The young man’s voice trailed off. Terry didn’t know much about people, but he knew what it meant when they said something without saying it. It was, in its way, another breed of monster. The story that didn’t need to be spoken to be told.
“Come on then Mr. Johnson,” said the nurse. “Let’s get you back to bed.”
Terry always found it strange when people called him “Mr. Johnson”. It was his father’s name, an adults name. Of course, when the nurse looked at Terry she didn’t see him as he truly was. All she saw was a frail, old man in a backless surgical gown and insufficiently warm socks for the time of year. Terry had tried many times to cure the ageing curse that he was afflicted with, but to no avail. One of the curses side effects was an enfeeblement of the mind, so much so that sometimes Terry couldn’t remember who had cursed him in the first place.
That was why he concentrated on the monsters. They were simple.
The nurse took Terry by the hand and began to lead him down the dark corridor. The young man followed, and Terry wished he taken the chance to check the man’s coat properly. There could be anything in there with him. Terry considered for a moment warning them, telling them about the monsters and the crabs and the black eyed no-face child who had been hiding on the wall.

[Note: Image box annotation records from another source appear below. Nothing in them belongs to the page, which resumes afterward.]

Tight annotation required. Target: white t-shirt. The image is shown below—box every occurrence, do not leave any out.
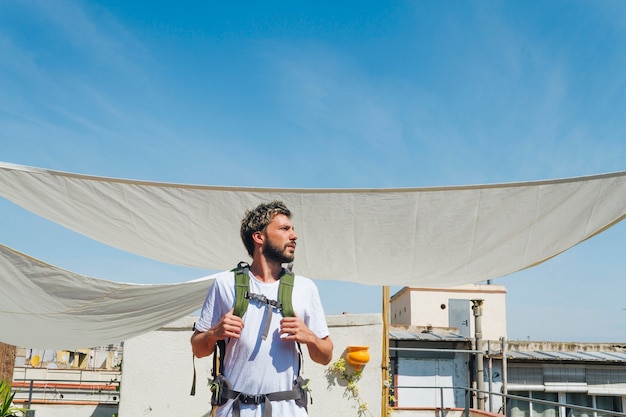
[196,271,329,417]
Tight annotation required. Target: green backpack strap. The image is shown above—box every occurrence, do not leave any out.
[233,262,250,317]
[232,262,296,317]
[278,271,296,317]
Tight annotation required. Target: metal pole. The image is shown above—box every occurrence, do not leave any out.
[380,285,389,417]
[487,340,493,413]
[26,379,34,410]
[472,300,485,411]
[439,387,443,417]
[501,337,509,416]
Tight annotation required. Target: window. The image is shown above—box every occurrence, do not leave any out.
[595,396,623,417]
[565,392,594,417]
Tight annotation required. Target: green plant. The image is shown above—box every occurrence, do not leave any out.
[326,358,372,417]
[0,381,25,417]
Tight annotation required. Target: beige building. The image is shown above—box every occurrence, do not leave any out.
[389,284,506,341]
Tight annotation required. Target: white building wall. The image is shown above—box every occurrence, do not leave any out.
[119,314,382,417]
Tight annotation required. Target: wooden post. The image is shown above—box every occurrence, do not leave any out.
[0,342,16,385]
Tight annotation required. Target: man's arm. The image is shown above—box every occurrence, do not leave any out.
[280,315,333,365]
[191,309,243,358]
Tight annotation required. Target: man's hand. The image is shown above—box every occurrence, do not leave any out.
[191,309,243,358]
[280,314,333,365]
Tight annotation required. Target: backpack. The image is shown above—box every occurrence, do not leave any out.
[191,262,309,415]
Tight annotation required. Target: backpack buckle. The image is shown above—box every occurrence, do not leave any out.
[239,393,265,405]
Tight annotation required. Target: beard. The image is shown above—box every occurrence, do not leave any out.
[263,241,294,264]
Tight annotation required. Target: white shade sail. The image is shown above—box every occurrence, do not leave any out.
[0,240,213,349]
[0,163,626,346]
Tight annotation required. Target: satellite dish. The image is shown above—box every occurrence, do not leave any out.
[30,355,41,368]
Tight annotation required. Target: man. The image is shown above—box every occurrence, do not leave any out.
[191,201,333,417]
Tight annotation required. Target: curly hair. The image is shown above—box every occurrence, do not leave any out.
[240,200,291,256]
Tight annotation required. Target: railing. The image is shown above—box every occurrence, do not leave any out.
[13,379,120,408]
[390,385,626,417]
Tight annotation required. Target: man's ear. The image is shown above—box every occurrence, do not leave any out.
[252,232,265,245]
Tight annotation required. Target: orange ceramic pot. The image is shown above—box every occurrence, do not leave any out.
[346,346,370,370]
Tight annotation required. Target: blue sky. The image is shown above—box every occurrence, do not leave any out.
[0,0,626,342]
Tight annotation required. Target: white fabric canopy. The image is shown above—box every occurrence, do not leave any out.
[0,163,626,346]
[0,240,213,349]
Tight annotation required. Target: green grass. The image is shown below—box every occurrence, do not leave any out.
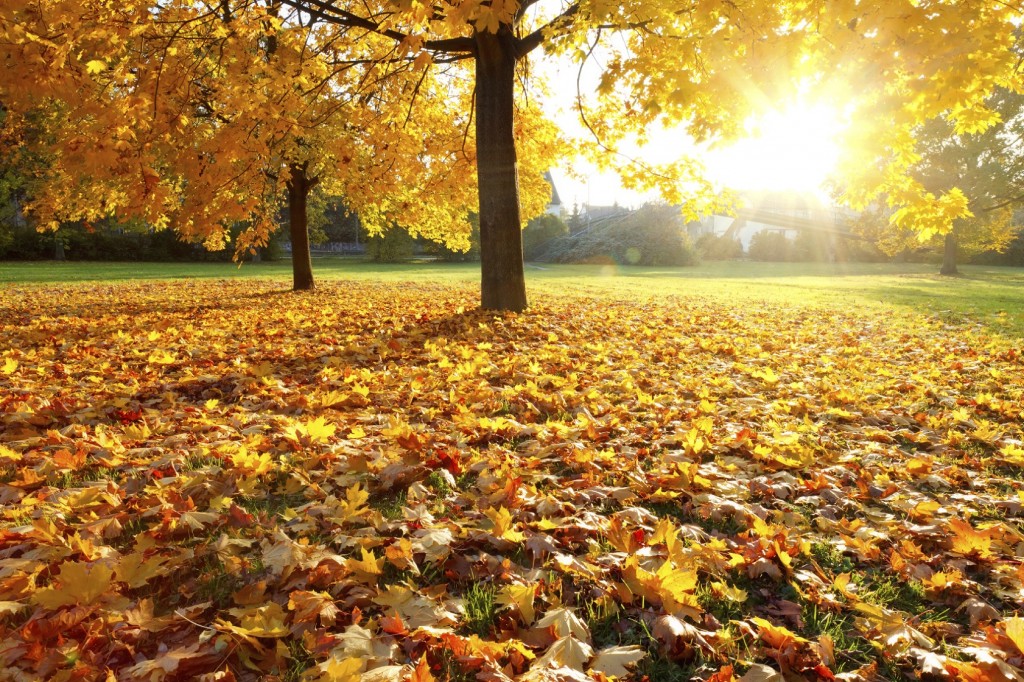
[0,256,1024,337]
[463,583,498,637]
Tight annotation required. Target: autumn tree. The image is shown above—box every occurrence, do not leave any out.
[855,88,1024,275]
[0,0,1021,310]
[0,2,557,289]
[913,89,1024,274]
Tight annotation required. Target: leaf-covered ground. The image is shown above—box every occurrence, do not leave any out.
[0,281,1024,682]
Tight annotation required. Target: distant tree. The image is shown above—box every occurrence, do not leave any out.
[748,229,796,262]
[855,89,1024,275]
[522,213,569,260]
[0,0,1021,310]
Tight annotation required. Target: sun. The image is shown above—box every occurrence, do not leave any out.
[706,103,843,193]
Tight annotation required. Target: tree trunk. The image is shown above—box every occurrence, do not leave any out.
[939,229,959,276]
[288,164,315,291]
[476,26,526,312]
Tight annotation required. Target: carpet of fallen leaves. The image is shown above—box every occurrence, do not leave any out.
[0,282,1024,682]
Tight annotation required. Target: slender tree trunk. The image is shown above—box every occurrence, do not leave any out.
[939,228,959,276]
[476,26,526,312]
[288,164,315,291]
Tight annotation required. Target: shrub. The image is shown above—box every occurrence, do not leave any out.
[534,205,699,265]
[522,213,569,260]
[367,227,416,263]
[750,229,795,261]
[696,233,743,260]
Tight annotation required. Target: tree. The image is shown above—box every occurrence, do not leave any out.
[0,2,512,289]
[0,0,1020,310]
[858,88,1024,275]
[913,89,1024,275]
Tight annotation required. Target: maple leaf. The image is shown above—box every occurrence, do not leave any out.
[534,635,594,671]
[409,656,435,682]
[536,606,590,641]
[32,561,114,608]
[498,584,537,626]
[483,507,526,543]
[949,518,992,559]
[590,645,647,677]
[316,656,366,682]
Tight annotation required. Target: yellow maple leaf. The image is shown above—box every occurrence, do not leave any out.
[32,561,114,608]
[345,547,385,583]
[498,584,537,625]
[483,507,526,543]
[316,656,366,682]
[949,518,992,559]
[302,417,335,442]
[1004,616,1024,653]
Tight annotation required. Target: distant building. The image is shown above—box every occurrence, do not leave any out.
[687,191,854,251]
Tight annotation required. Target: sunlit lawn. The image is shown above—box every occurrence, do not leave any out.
[0,259,1024,682]
[0,257,1024,337]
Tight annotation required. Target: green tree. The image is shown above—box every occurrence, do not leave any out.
[854,88,1024,275]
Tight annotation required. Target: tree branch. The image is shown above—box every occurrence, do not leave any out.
[281,0,474,53]
[516,3,580,58]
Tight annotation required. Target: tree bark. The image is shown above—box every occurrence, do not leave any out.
[939,229,959,276]
[288,164,316,291]
[475,26,526,312]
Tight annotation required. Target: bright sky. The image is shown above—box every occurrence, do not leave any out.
[554,100,841,211]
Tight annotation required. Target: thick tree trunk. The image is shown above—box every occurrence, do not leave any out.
[288,164,315,291]
[476,26,526,312]
[939,229,959,275]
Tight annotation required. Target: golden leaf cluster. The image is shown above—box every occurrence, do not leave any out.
[0,280,1024,682]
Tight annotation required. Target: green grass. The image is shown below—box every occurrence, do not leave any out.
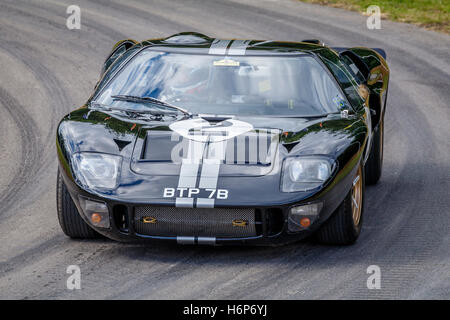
[300,0,450,33]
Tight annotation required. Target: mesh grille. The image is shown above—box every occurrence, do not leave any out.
[134,207,256,238]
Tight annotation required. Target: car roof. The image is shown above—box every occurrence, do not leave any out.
[140,32,331,55]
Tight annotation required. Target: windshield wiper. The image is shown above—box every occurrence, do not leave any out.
[91,101,177,117]
[111,95,192,117]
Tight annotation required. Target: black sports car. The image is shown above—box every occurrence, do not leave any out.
[56,33,389,245]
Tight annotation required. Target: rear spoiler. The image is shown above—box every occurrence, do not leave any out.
[331,47,386,60]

Of course, he didn’t. Every wizard knew what happened if you started telling people the truth. Every wizard knew how man treated the people who could see things that weren’t there.
Terry’s hat toppled from his head. He stopped to pick it back up, but the nurse had already dragged him forward. “Don’t worry about your hat,” she said, her voice scolding. “You can make another one tomorrow.”
Terry looked back. A wizard shouldn’t abandon his hat. Down the corridor, in the dark, Terry watched as his hat slowly crumpled, squashed under the unseen foot of a thing that wasn’t there.